Certified double platinum, Verities & Balderdash resonated with the times and public. “Cat’s in the Cradle” reached No. 1 on the chart on its way to being inducted into the Grammy Hall of Fame. The romantic ballad “I Wanna Learn a Love Song” flirted with the Top 40 and wrapped listeners in the equivalent of a cozy blanket. The record’s other single, the mini-epic “What Made America Famous?,” helped establish Chapin as one of the country’s most incisive and insightful commentators.
Verities & Balderdash teems with situational devices and topical matters. Chapin observes everything from the polarization of the nation to changes in moral standards and cultural priorities. He investigates pressing themes without ever turning preachy or elevating himself above the matters at hand.

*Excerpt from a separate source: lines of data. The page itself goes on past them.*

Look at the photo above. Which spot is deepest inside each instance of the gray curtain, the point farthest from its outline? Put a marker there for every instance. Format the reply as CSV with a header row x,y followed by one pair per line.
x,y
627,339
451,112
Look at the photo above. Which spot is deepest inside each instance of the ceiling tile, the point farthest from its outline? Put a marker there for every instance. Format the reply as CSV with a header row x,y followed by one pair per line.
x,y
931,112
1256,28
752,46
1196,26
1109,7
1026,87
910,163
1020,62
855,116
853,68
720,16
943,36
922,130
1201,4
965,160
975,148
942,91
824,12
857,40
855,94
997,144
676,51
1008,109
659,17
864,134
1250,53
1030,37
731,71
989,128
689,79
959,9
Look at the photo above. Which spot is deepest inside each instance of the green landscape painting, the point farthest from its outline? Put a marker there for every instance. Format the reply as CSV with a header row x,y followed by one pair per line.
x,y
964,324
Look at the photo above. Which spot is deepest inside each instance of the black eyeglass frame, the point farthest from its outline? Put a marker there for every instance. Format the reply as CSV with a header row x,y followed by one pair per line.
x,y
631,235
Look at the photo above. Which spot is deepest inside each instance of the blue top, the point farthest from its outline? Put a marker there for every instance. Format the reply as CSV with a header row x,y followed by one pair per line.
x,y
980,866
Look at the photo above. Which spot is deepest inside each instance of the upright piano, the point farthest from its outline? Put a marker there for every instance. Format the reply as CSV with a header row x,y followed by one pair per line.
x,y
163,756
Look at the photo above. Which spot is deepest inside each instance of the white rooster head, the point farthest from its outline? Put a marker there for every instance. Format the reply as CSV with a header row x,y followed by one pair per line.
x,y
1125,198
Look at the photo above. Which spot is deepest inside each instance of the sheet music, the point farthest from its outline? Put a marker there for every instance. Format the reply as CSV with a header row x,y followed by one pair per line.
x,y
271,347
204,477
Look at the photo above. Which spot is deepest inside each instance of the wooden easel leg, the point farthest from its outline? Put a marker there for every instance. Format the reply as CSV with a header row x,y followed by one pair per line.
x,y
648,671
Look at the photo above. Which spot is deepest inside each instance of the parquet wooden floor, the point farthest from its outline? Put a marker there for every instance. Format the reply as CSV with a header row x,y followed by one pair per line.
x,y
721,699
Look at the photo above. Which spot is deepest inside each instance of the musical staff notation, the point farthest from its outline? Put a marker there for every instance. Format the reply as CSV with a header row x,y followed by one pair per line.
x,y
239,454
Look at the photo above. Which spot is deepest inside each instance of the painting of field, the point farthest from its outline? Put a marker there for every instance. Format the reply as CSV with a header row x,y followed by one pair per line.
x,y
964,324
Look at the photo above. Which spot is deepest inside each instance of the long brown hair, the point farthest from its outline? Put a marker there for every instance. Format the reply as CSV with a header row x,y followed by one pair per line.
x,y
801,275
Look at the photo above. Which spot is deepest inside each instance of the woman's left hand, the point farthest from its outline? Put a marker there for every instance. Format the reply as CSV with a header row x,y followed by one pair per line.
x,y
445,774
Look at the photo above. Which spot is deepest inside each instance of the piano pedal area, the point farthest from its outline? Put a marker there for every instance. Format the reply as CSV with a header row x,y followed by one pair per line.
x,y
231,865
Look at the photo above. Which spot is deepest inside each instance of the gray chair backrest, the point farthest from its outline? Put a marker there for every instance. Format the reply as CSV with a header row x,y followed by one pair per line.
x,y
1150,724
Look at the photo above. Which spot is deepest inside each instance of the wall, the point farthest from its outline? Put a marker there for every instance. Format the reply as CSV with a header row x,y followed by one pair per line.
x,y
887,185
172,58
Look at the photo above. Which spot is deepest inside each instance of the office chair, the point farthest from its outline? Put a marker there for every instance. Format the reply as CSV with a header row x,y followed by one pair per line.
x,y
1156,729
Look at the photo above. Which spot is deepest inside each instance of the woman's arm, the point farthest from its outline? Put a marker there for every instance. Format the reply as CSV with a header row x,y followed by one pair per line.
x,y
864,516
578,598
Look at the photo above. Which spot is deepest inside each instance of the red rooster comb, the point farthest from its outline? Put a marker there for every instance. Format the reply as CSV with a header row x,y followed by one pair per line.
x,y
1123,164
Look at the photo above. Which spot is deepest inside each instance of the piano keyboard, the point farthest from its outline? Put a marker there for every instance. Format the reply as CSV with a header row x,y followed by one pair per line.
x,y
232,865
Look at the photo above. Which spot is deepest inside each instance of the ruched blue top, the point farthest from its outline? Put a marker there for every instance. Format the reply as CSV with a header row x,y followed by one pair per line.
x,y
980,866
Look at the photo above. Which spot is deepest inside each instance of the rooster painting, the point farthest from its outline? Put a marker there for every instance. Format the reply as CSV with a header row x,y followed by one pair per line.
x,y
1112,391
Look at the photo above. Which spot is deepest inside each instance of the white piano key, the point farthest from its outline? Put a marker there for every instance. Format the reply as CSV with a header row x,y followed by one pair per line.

On “Halfway to Heaven,” whose coda races to the finish and ranks as the most urgent moment on the record, Chapin inhabits the mind of his frustrated protagonist akin to an eagle-eyed novelist.
Conveying emotions that range from melancholic to carefree, Chapin is as much of a singer as a storyteller. He assumes the voice of multiple characters within a single narrative. During the quirky “30,000 Pounds of Bananas,” a tale based on a delivery-truck accident in 1965, Chapin alters his delivery, pronunciation, and diction to become an old man reflecting on the mishap and mess. The tempo, too, adjusts to match the speed of the vehicle Chapin describes.
Adorned with timely laugh tracks to reinforce the bittersweet humor, the stripped-down “Six String Orchestra” takes everything up another notch, with Chapin intentionally missing guitar notes or playing a broken passage to illustrate the failures of the hopeful protagonist who doesn’t have what’s required to make it as an artist.
Chapin, of course, did not have any such problem. The lynchpin of a career cut short by a tragic traffic incident, Verities & Balderdash is Exhibit A of the savvy craft, feeling, and perspective he lent to American music.